Enormous fluid antenna systems (E-FAS) have recently emerged as a new wireless architecture in which intelligent metasurfaces act as guided electromagnetic interfaces, enabling surface-wave (SW) propagation with much lower attenuation and more control than conventional space-wave transmission. While prior work has reported substantial power gains under perfect channel state information (CSI), the impact of practical channel acquisition on E-FAS performance remains largely unexplored. This paper presents the first comprehensive analysis of E-FAS-assisted downlink transmission under pilot-based channel estimation. We develop an estimation framework for the equivalent end-to-end channel and derive closed-form expressions for the statistics of the minimum mean-square-error (MMSE) channel estimate and its estimation error. Building on these results, we analyze both single-user and multiuser operation while explicitly accounting for the training overhead. For the single-user case, we characterize the outage probability and achievable rate with imperfect CSI, and reveal an inherent signal-to-noise ratio (SNR) saturation phenomenon caused by residual self-interference. For the multiuser case, we study zero-forcing (ZF) precoding based on imperfect channel estimates and show that the system becomes interference-limited in the high SNR regime because of residual inter-user interference. Furthermore, we quantify the trade-off between spatial multiplexing gains and pilot overhead when the number of users increases. Analytical findings are validated via Monte Carlo simulations and benchmarked against least-squares (LS) estimation and conventional non-E-FAS transmission. The results reveal that despite CSI imperfections and training costs, E-FAS retains substantial performance advantages and provides robustness enabled by its amplified large-scale channel gain.

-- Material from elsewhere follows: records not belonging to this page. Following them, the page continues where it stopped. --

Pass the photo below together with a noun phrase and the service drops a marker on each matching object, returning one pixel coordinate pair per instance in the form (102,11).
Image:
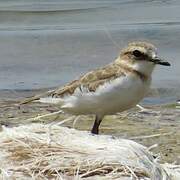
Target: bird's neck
(141,69)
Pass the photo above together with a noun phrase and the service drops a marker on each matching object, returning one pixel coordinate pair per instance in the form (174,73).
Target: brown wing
(92,80)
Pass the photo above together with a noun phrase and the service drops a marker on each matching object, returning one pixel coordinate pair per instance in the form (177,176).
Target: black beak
(157,60)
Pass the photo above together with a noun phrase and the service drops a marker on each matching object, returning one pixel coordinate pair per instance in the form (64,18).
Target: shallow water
(48,43)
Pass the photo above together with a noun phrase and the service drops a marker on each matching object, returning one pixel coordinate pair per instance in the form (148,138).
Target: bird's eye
(137,53)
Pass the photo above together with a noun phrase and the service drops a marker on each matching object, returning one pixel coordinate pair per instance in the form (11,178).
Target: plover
(113,88)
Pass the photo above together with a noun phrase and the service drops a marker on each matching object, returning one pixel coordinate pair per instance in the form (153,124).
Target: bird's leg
(97,122)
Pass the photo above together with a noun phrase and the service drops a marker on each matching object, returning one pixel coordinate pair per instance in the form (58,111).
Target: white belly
(116,96)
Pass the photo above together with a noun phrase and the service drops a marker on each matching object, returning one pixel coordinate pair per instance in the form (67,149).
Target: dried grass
(40,151)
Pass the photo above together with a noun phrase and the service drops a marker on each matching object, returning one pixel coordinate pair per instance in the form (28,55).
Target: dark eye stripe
(137,53)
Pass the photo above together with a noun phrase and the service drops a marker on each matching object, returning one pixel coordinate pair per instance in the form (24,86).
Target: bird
(113,88)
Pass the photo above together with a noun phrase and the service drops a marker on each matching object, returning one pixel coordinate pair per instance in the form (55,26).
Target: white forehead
(146,50)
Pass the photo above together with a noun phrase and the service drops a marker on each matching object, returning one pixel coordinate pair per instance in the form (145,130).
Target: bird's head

翻译：超大规模流体天线系统（E-FAS）作为一种新型无线架构近期兴起，其通过智能超表面作为引导式电磁接口，能够实现比传统空间波传输衰减更低、控制性更强的表面波传播。尽管已有研究在完美信道状态信息（CSI）条件下报告了显著的功率增益，但实际信道获取对E-FAS性能的影响在很大程度上仍未得到探索。本文首次对基于导频的信道估计下的E-FAS辅助下行链路传输进行了全面分析。我们建立了等效端到端信道的估计框架，并推导了最小均方误差（MMSE）信道估计值及其估计误差统计量的闭式表达式。基于这些结果，我们分析了单用户和多用户操作，并明确考虑了训练开销。针对单用户场景，我们刻画了非完美CSI下的中断概率和可达速率，并揭示了由残余自干扰引起的固有信噪比（SNR）饱和现象。对于多用户场景，我们研究了基于非完美信道估计的迫零（ZF）预编码，并证明由于残余用户间干扰，系统在高SNR区域会变为干扰受限。此外，当用户数量增加时，我们量化了空间复用增益与导频开销之间的权衡关系。分析结果通过蒙特卡洛仿真进行了验证，并与最小二乘（LS）估计及传统非E-FAS传输方案进行了对比。结果表明，尽管存在CSI不完美性和训练成本，E-FAS仍能保持显著的性能优势，并凭借其放大的大规模信道增益提供鲁棒性。